Now the ram temps are lower maybe i can get my ram to run a 1100Mhz  4-4-4-12
Gonna try tomorrow. 
And i want my Quad to reach the magic 4. So far i can't get it beyond 3.9.

Gonna have to fabricate something for that to. lol


----------



## mandelore (Dec 28, 2007)

technicks said:


> Now the ram temps are lower maybe i can get my ram to run a 1100Mhz  4-4-4-12
> Gonna try tomorrow.
> And i want my Quad to reach the magic 4. So far i can't get it beyond 3.9.
> 
> Gonna have to fabricate something for that to. lol



goodluck mate, i gotta go crash, work early 2moro , bah...


----------



## technicks (Dec 28, 2007)

Alright then see ya.
Gonna catch some sleep to.

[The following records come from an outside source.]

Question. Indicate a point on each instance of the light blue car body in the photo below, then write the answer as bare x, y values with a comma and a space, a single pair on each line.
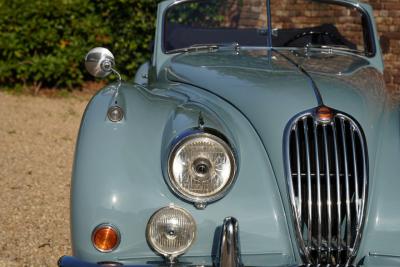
120, 168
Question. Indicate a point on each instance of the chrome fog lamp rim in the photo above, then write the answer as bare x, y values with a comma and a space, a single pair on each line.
115, 113
171, 256
201, 201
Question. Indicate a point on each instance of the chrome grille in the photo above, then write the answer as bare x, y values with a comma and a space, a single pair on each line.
327, 179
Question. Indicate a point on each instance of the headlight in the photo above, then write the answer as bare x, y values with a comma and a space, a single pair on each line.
171, 231
201, 168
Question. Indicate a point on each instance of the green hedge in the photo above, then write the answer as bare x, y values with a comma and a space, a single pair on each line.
43, 42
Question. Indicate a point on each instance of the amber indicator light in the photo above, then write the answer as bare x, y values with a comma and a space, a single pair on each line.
105, 238
324, 114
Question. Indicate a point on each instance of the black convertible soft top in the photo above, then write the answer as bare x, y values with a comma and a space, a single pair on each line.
178, 36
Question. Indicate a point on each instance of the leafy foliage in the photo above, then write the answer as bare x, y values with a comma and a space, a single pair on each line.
43, 43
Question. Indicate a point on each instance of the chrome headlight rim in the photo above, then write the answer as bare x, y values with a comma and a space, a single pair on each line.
201, 202
153, 246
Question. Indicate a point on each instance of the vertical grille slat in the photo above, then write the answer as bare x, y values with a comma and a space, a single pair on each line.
354, 154
299, 180
338, 194
328, 183
309, 186
328, 188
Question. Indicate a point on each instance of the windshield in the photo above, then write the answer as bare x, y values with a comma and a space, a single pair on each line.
295, 23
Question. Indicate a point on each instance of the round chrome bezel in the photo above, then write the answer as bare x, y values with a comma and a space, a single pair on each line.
201, 202
176, 254
106, 225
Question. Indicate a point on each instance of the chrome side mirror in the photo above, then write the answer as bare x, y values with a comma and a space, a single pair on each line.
99, 62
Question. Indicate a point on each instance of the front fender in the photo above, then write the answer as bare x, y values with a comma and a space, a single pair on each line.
118, 176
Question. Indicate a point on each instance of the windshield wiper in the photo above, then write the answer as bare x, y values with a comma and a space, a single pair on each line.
330, 48
204, 47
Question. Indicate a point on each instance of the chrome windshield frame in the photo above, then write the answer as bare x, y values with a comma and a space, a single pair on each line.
367, 24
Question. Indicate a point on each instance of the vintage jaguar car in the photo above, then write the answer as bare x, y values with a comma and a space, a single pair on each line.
259, 134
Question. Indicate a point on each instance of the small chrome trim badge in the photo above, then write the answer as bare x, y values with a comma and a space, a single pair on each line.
108, 226
201, 202
115, 113
229, 254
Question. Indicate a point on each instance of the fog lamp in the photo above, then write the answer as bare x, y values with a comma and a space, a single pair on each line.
201, 167
171, 231
105, 238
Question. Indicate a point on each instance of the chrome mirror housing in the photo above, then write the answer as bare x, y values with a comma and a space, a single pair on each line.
99, 62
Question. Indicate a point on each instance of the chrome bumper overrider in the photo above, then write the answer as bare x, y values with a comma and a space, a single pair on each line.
228, 253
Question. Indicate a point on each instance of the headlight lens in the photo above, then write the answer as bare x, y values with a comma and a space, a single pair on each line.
171, 231
201, 167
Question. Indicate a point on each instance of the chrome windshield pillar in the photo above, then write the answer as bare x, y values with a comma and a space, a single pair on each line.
229, 246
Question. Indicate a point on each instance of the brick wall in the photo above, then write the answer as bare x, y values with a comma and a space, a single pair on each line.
387, 15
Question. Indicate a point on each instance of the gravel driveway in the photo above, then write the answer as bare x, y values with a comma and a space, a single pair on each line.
37, 139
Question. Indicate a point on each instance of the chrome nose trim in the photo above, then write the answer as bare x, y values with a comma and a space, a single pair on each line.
229, 246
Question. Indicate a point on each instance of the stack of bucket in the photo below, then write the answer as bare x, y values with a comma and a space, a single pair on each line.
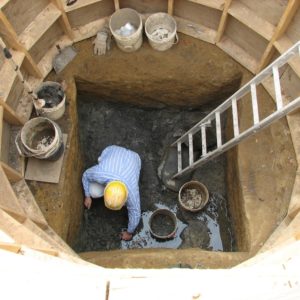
160, 29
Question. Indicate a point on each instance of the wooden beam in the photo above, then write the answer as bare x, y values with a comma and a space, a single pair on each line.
15, 248
223, 21
64, 21
171, 7
284, 22
117, 4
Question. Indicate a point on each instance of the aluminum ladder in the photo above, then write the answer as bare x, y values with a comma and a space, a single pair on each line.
258, 124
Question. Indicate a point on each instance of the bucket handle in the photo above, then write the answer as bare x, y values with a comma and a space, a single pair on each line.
176, 40
22, 151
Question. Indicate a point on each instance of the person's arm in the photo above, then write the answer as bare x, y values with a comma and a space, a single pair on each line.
88, 176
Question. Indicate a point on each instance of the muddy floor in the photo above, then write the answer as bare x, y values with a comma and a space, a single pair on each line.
149, 132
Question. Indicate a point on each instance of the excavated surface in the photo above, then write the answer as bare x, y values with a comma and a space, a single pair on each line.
149, 132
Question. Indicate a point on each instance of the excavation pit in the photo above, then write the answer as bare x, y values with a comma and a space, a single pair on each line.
149, 132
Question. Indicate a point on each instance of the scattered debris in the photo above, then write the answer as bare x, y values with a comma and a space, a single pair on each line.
191, 198
126, 30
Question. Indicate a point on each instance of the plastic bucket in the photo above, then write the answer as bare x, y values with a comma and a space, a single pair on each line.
118, 19
193, 196
58, 106
163, 224
161, 31
40, 138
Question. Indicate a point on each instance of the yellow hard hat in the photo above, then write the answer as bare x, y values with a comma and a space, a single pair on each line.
115, 195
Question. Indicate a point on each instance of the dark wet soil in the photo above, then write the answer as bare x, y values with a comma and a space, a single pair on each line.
149, 132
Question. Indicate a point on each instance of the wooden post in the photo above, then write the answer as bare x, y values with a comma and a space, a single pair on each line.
117, 4
284, 22
171, 7
223, 20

Although i still have 10 days vacation.


----------



## Exavier (Dec 29, 2007)

haha sweet modding guys  I actually realised I have two Intel fansink things like that 2x80mm creation...after I've finished using one of them (when I get the money for my W/C setup) I'll definitely mod this together  
I mean, I could buy a Koolance RAM cooler and have the water bags between modules leak on me...or I could break out the toolkit and make a fun version my own way


----------



## Da iLLeZt TL973 (Dec 31, 2007)

technicks never lets me down lol once again sick work man....i would do things like this but im too lazy ....cant wait to see the new fans.....are you going to mod the grill so that you can read the numbers clearly??


and where did you get the filters for your fans??....i checked ebay but they have the ugly looking ones with the mesh grills lol


----------